BG: Oh, it’s ice cold. I’ve never been in such cold weather in my life! And, uh, because I was new, in the first week they put me on guard duty. It was two hour shifts–guard duty–and there was a machine gun and a machine gun was here and there was, uh, sandbags all around.
[00:19:25] BG: So I was responsible for the machine gun from, from, from be–be–between the hours of two and four in case anything happened. Now frankly I hadn’t shot a machine gun since I was in Fort Dix!
[00:19:39] I: Basic training.
[00:19:40] BG: Yeah. And then, remind you, I just got there. And so they gave it to me because that was the worst shift. You know, 9 to 10 that’s not so bad, but 2 to 4.
[00:19:51] I: So 2 to 4 in the morning?
[00:19:53] BG: And a full moon. Full moon. But that was the first time in the three or four days I was there that I heard the artillery pieces going off. Now, mind you, I come out of Fort Monmouth, New Jersey, signal corps. No artillery there, you know. That’s Fort Sill or one of the other army bases where you had, uh, artillery training.
[00:20:20] BG:But to make a long story short, what happened was that, uh, I heard…Now mind you that the battery was from here–the road was here–and we’ll just be behind, behind where Tom is sitting. And, uh, I heard ‘click, click, click, click, click, click, click.’ Now, mind you, I, I, I don’t know where that noise is coming from. It’s coming from the batteries. It was coming from all the artillery groups there.
[00:20:49] BG: They were getting ready to fire, they were all ready. And when I heard that barrage of cannons go off at the same time, [makes small screaming noises]. I got so scared I never heard it before, you know?

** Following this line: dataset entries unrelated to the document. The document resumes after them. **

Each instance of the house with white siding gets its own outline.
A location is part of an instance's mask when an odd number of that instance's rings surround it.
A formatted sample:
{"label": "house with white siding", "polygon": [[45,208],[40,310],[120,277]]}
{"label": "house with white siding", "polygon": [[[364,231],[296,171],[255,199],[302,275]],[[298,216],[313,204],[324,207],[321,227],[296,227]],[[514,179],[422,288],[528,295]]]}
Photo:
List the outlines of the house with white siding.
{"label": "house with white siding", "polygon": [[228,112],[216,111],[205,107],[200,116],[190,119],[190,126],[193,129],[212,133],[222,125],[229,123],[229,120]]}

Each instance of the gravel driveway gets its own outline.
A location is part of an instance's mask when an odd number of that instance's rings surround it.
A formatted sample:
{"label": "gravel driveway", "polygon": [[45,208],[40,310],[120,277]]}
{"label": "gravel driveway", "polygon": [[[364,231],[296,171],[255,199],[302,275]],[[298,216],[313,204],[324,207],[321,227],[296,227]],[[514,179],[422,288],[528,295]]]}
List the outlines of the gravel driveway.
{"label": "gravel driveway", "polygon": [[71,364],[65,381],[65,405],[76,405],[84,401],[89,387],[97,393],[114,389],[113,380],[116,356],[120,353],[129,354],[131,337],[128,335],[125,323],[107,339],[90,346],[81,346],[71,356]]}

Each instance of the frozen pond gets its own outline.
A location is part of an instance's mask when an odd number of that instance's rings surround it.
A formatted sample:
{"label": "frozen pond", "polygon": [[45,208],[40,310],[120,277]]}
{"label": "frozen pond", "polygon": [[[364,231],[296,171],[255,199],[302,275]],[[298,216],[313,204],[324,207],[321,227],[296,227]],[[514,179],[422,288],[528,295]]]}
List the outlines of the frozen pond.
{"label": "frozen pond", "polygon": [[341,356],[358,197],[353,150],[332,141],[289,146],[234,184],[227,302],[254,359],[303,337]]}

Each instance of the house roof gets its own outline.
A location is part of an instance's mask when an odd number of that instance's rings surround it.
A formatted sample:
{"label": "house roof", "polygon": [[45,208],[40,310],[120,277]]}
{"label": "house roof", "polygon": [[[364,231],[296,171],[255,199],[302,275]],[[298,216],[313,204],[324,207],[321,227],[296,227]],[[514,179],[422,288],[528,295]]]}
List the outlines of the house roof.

[00:21:01] I: So you were not aware of all those preparations?
[00:21:04] BG: No, no but I sure got there. Don’t think because, you know, there were people who got to Korea with one MOS and it never did something–they ended up as if they were doing it all their lives. You know, those were tough times. So, uh, I remember that as if it was yesterday.
[00:21:23] I: So you were scared to death, right?
BG: Oh, yeah. I was a kid. I was just a kid. 19 years old. ‘Oh, mommy! Where are you, mommy?’ You know.
[00:21:31] I: By the way, did you write back to your family?
BG: I did.
I: Uh-huh. What did you write?
[00:21:36] BG: Oh, that I was safe, I was somewhere in Pusan and that I–
I: So you lied to them?
[00:21:41] BG: I did. I did. I did. I’d tell my mother don’t worry about a thing, I’m okay. And for the most part–compared to the guys who were there in ‘50 and ‘51–it was a lot easier. But it was still…ya know, uh…but I would never tell my mother I was on the line.